Koru Medya Kurucu Başkanı Mehmet Kaya, sinemalarda olduğu gibi belgesel sektöründe de 'biyografik' içeriklerin son dönemde büyük ilgi gördüğünü söyledi: "Politikacılar, şarkıcılar, sporcular; toplumun hafızasında önemli yer edinmiş insanların hayatlarına dair detaylar hep merak edilir. Biyografik yapımlar bu nedenle hep dikkat çeker, izlenir. Son dönemde ise biyografiler çok daha revaçta. Sinemada Müslüm Gürses, Dilberay, Naim Süleymanoğlu ve Bergen'in hayatlarını konu alan filmlerin gişe rekorları kırdığını gördük. Aynı ilginin belgesel sektöründe de söz konusu olduğunu söylemek mümkün."
Biyografik sinema filmleri ve belgesellerin gördüğü ilgi üzerine birçok yapımcının da bu alana yöneldiğini dile getiren Mehmet Kaya, "Aslında biyografi furyası 90'lı yıllarda da vardı. Ancak son yıllarda internetin de etkisiyle biyografiler yükselişe geçti. Belgesellerin sayısındaki artış, izleyici cephesinde de karşılık buluyor" yorumunu yaptı.

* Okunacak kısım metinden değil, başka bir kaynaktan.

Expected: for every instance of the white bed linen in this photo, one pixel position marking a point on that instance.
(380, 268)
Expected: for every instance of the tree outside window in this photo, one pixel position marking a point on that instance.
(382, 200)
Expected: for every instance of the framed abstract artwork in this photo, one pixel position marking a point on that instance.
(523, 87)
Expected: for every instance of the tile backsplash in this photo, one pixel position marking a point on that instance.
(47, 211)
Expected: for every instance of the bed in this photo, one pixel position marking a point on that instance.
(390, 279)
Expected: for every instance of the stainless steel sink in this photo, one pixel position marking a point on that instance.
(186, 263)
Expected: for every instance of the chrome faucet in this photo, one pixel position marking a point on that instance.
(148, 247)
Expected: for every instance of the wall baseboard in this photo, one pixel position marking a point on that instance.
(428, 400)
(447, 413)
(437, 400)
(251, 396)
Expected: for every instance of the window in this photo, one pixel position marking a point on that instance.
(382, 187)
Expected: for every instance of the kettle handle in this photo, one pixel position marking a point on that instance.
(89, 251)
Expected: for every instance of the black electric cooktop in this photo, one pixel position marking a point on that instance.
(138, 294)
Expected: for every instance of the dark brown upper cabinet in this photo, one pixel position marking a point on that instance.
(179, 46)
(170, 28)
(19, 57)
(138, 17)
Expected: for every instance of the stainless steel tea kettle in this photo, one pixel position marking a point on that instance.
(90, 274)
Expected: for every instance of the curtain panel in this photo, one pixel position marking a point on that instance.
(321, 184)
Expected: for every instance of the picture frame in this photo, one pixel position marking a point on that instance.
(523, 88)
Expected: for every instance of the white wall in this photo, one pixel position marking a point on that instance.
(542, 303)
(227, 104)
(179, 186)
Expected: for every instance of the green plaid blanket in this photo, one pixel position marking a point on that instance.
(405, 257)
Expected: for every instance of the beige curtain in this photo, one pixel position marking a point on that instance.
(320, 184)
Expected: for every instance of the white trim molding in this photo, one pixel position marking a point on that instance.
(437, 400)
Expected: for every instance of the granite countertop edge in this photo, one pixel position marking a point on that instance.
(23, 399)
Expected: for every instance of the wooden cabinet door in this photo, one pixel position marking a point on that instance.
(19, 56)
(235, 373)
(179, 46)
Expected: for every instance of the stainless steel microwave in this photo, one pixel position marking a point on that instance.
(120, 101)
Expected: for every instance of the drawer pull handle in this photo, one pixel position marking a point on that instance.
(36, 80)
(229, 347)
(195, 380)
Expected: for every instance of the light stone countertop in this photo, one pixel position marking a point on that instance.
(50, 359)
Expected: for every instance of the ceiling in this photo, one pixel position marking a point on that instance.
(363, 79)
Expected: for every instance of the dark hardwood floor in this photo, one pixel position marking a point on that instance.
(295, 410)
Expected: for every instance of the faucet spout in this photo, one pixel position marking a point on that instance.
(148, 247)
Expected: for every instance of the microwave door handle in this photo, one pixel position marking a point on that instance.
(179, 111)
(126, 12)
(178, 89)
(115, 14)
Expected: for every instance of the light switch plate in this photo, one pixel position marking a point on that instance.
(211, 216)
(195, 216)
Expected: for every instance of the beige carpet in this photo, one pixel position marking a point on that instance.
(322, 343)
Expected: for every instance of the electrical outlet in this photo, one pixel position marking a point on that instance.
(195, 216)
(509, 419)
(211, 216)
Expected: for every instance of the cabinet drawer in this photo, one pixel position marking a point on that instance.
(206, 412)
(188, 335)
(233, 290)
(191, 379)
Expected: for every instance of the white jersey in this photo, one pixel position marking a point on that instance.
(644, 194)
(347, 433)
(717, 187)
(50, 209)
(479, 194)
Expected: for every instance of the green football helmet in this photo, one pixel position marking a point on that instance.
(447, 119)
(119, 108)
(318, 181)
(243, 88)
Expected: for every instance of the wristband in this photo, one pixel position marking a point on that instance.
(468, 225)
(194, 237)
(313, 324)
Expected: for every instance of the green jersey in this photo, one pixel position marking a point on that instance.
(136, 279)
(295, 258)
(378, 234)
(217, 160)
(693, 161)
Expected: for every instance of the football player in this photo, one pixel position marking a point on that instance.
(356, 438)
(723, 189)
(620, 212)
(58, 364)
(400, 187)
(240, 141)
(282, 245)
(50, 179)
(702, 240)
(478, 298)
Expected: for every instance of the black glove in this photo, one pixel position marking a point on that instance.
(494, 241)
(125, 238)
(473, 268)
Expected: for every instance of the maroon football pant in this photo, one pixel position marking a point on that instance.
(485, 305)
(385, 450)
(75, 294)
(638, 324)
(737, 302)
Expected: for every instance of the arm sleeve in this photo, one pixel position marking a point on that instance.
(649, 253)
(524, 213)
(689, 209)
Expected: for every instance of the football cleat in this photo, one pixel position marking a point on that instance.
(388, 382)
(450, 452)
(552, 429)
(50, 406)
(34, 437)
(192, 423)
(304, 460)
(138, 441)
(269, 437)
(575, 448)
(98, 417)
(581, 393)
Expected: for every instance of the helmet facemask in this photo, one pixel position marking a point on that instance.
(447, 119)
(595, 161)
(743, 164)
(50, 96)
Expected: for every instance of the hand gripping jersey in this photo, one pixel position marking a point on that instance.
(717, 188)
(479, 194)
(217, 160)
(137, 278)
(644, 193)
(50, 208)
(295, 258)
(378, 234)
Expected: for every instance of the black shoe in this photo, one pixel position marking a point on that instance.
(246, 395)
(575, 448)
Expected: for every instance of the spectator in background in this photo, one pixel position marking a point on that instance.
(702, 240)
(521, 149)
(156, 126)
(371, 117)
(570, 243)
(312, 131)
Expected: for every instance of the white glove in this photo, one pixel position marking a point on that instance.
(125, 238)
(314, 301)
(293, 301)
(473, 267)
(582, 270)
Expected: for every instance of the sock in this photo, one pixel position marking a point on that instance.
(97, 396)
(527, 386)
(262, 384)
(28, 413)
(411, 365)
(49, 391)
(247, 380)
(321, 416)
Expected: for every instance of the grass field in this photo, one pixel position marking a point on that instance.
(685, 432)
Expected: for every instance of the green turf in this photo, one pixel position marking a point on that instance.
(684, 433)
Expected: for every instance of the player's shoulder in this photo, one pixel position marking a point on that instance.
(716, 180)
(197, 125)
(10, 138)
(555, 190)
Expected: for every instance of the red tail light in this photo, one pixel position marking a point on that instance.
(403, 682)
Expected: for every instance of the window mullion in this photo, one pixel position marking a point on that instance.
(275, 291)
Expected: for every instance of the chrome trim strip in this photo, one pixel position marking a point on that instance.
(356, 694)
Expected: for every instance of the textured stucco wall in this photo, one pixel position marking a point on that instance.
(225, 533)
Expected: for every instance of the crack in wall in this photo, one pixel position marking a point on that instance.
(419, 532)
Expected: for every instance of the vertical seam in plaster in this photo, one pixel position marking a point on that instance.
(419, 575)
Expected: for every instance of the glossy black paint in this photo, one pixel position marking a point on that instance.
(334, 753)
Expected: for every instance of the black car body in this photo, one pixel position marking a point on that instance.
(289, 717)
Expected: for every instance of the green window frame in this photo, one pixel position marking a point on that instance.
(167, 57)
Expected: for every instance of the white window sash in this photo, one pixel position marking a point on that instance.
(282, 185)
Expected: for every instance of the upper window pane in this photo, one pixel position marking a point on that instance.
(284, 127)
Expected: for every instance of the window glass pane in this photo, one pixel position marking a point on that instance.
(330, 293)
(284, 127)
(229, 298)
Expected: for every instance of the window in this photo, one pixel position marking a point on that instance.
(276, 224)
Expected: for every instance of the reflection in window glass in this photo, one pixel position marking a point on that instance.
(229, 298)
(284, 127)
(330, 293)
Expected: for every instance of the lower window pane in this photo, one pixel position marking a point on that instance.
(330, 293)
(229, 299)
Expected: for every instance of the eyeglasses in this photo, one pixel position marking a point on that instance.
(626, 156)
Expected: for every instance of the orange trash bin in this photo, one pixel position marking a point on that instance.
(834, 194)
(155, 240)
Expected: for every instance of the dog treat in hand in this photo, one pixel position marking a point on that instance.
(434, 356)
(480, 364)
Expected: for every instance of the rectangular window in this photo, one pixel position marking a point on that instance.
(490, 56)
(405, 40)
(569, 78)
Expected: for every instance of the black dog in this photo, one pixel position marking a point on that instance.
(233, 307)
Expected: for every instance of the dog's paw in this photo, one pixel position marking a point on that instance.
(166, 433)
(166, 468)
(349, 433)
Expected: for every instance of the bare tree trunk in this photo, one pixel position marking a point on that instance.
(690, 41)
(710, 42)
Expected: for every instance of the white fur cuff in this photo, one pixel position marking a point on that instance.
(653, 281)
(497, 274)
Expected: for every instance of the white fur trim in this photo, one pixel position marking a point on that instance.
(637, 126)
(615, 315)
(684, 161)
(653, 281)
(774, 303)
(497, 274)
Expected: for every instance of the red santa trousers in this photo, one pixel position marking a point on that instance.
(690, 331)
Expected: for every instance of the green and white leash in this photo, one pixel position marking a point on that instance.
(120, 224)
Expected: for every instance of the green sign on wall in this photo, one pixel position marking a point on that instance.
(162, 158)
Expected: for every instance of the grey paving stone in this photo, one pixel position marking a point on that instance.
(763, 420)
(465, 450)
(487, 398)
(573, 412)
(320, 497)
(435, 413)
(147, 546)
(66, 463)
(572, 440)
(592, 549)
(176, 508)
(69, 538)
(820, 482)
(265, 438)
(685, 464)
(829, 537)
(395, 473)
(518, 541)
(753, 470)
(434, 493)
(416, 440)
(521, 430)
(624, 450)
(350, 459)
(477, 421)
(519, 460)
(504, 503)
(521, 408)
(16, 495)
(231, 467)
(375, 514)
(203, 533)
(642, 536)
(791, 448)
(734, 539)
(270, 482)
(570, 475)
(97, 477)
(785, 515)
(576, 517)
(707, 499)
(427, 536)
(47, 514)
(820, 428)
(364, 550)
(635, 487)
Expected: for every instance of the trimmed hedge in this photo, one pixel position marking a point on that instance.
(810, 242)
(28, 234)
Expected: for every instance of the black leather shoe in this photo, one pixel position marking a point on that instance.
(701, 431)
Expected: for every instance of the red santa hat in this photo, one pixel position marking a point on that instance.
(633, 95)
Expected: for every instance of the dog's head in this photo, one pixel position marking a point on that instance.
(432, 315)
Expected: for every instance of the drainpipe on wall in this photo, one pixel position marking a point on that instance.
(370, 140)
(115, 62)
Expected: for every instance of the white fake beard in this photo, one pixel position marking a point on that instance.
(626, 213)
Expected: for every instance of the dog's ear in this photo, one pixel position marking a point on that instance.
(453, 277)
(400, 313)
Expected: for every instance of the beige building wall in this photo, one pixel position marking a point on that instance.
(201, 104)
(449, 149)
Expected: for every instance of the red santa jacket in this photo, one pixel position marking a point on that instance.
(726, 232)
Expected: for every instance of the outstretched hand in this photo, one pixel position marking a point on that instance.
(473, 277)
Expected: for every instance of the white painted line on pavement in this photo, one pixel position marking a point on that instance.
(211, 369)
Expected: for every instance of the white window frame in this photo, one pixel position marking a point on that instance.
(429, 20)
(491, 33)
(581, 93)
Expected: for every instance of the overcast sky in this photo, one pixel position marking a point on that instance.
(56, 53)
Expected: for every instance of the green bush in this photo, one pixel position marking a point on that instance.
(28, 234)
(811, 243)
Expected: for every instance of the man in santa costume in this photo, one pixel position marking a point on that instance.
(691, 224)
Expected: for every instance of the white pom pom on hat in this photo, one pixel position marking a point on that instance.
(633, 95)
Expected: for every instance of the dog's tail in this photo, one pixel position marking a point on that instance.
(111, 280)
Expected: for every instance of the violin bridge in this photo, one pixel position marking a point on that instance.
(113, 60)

Mehmet Kaya, "kaliteli" bir içerik isteyen izleyicilerin biyografileri belgeselden seyretmeyi tercih ettiklerini de belirtti: "Ana akım sinemada beyazperdeye yansıtılan filmlerde amaç gerçeklik değil. Sinemada gerçekliğe sadık kalmak gibi bir kaygı yok. Seyirciyi etkileyecek bir öykü anlatmak yeterli. O nedenle biyografik filmlere kurgu hikâyeler de dahil ediliyor. Bu açıdan belgeseller, merak edilen isimlerin hayatlarına dair çok daha kaliteli içerikler sunuyor. Çünkü gerçeğe odaklanıyor."
Biyografik belgesellerin sayısının artmasında dijital platformların da önemli ölçüde etkisi olduğunu ifade eden Mehmet Kaya, sözlerini şöyle sürdürdü: "Dijital platformlar, televizyon ve sinemaya göre içeriğe çok daha kolay ulaşma şansı sunuyor. Ve bu platformlarda çok fazla biyografik içerik yer alıyor. Sayıları da her geçen gün artıyor. Merak edilen o insanların nasıl hayatlar yaşadıkları, nasıl yükseldikleri, hataları, yanlışı tüm çıplaklığıyla gözler önüne seriliyor. Halen yaşayan isimler, yapımların içeriğine de dahil oluyor; ortaya çok güçlü ve çarpıcı, ufuk açan belgeseller çıkıyor."